Thanks, that's very helpful. Basically, the temp referenced in the length call doesn't get released until after the end if. I suppose the better way to deal with this is to insert a DEREF_TEMP at the start of the main if block, each elsif block, and the final else block. The key, though is noticing when there is no else block, and creating one to make sure the temp is not leaked.

This is now fixed in svn:3131.

Matt

Thanks. I am pleased to say Edita now runs OK on r3132

Of course I immediately tried something else ("if filetext[1]=filetext[1] then", if you must know) which ran fine on r3132 but gave me problems on Phix. So, I examined your mods to parser.e, which gave me two thoughts:

(NB: this is now firmly in low-priority territory)

First, you may not need the additional code. My analysis (I use different opcodes to you, remember) was that only 8 things create dangerous refcounts (move?, subscript, slice, append, prepend, concat, repeat, and make sequence), and only 8 things "clone" due to non-1 refcounts (replace element, replace slice, append, prepend, concat, make sequence, repeat, and of course any form of call). Hence eg:

    if length(filetext[1]) then 
        flag = 1 
    end if 

Whether you can avoid the extra code in such cases is another matter.

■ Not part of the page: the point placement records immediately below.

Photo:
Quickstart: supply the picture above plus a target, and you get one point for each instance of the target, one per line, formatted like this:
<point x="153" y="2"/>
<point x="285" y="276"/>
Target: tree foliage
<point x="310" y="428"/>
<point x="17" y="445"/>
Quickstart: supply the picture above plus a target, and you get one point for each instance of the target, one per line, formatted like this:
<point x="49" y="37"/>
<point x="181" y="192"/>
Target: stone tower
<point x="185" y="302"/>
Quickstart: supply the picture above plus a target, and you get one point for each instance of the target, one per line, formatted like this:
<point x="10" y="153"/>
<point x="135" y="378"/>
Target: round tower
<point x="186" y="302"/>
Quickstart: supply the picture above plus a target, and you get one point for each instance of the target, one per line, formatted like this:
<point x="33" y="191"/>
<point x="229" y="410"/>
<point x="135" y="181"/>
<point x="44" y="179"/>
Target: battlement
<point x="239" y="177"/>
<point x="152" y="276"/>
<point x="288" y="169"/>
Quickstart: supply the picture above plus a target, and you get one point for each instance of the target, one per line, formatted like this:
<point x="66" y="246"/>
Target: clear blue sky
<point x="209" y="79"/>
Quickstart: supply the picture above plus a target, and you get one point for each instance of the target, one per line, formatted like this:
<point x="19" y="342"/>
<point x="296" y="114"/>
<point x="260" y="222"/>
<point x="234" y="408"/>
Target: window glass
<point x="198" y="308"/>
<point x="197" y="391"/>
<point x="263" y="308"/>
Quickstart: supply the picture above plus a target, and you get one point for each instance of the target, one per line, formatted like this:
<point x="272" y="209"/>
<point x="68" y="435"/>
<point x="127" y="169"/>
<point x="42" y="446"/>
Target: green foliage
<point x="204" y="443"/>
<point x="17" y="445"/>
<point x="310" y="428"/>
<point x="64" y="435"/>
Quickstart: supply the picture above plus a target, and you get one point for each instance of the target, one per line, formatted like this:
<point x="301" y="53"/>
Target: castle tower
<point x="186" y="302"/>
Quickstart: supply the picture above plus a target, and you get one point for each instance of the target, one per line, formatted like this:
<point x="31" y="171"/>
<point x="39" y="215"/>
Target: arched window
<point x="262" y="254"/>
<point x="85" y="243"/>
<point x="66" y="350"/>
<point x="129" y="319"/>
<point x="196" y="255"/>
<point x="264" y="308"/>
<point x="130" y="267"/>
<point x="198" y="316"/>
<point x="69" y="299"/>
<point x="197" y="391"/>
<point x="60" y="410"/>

Secondly, the beast that is the hidden temp of function return values:

object x, y 
constant MAX = 10000 
atom t0, t1, t2 
function f(object x) return x end function 
t0 = time() 
for i=1 to MAX do 
    x = repeat(1,100000) 
    if length(f(x)) then 
        x = append(x,1) 
    end if 
end for 
t1 = time() 
y = repeat(1,100000) 
for i=1 to MAX do 
    x = repeat(1,100000) 
    if length(f(y)) then 
        x = append(x,1) 
    end if 
end for 
t2 = time() 
printf(1,"with:%3.2fs, without:%3.2f\n",{t1-t0,t2-t1}) 
--if getc(0) then end if 


Much less severe than previous examples, about 6x slower (not at all bad compared to the expected 100,000 times slower!), and as said no impact on any real-world code, just thought you might like to know.